JC: The idea that you could build a structure that has enough support to be useful and has enough fluidity to allow growth is something that’s really intriguing to me. Traditional models seem now to be becoming increasingly rigid.  The growth in assessment structures, evaluations, and the “student as customer” model are things that are shutting down the relationship not only between teachers and students, but also between students and students and cutting off the way that education can grow.  That’s why the structure of Rad School is very loose, it’s very open-ended.  The thing that I like the best is that we’ve deliberately designed a set of conditions that are intended to change over time.  So it’s embracing the need for fluidity and the need to be constantly addressing changes in the environment, context, and in what learners want – finding ways to be maximally fluid and yet hold something together.

CH: The inaugural class has 12 students – what’s the range of topics?

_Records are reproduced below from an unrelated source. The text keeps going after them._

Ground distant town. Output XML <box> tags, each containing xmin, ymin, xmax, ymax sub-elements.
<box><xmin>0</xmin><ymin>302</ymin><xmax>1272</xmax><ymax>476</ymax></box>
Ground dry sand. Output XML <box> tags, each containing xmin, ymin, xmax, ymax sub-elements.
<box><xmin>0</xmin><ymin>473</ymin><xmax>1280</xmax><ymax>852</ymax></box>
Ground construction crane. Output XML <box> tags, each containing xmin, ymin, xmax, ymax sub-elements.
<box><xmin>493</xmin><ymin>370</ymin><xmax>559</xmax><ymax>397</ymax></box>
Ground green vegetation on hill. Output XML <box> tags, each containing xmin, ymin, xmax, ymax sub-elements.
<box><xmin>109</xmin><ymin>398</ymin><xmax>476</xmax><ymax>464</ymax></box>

JC: Well one of the learners is developing the Kansas City Free School.  We have other people who are developing things that are more craft based – an application of creative skills for themselves in a way that expands their practice, people who are changing life direction. I’m going to be a student in the school too and I’m developing my writing practice, someone else is doing a study of the secular equivalents of religious beliefs and practices… Monday we’re having our first class, that’s when people will bring their contracts in..

CH: You have your first class meeting on Labor Day?

JC: Yes and I have to say I think it’s really amazing that we’re having our first meeting on Labor Day.  I love the idea that we would take part of Labor Day to engage in something that is labor, but it’s labor for the self in the way that maybe work used to be for people before we got into a mechanized factory system.  Self-motivated education reclaims energy that is typically spent in producing for others and turns it back towards self-fulfillment.

CH: So 12 now – what does the future hold for Rad School?

JC: I have no idea – we’re very open to learning by doing.  I know that several things are important to the notion of Rad School: smallness, locality, that it should be free and constantly able to change – those are core beliefs and everything else can change around that.  We thought about 12 as a number that would be manageable to do swift course changes if something’s really not working. You have enough diversity of opinion for challenging each other’s thinking, but you also really get to talk to people and get floor time.  I can imagine if this works that we might have to think about having multiple groups that meet, but I have no idea what that would look like yet.

CH: What makes Kansas City the right place for Rad School?

JC: We have a really close community, and it’s not closed down by gentrification. It would be harder to do something like this in a large city that has high levels of competition and scarcity built into the system.  We have a kind of abundance here that is opportunity – to be able to see that and to understand vacancies in certain areas as opportunity is very empowering.

CH: What’s the most exciting thing about Rad School?

JC: I think it’s part of a much larger phenomenon – it’s like the surface of a cauldron and there are all of these little bubbles boiling up in different places.  These are very localized experiments. I work with this concept that I call “creating magnetic alternatives” – it’s not a process of driving people toward your idea, but creating something that seems to fill a need and resonate with people so they’re drawn towards your ideas. I think that having multiple sites of small invention and alternative creativity is the most hopeful feature of our time.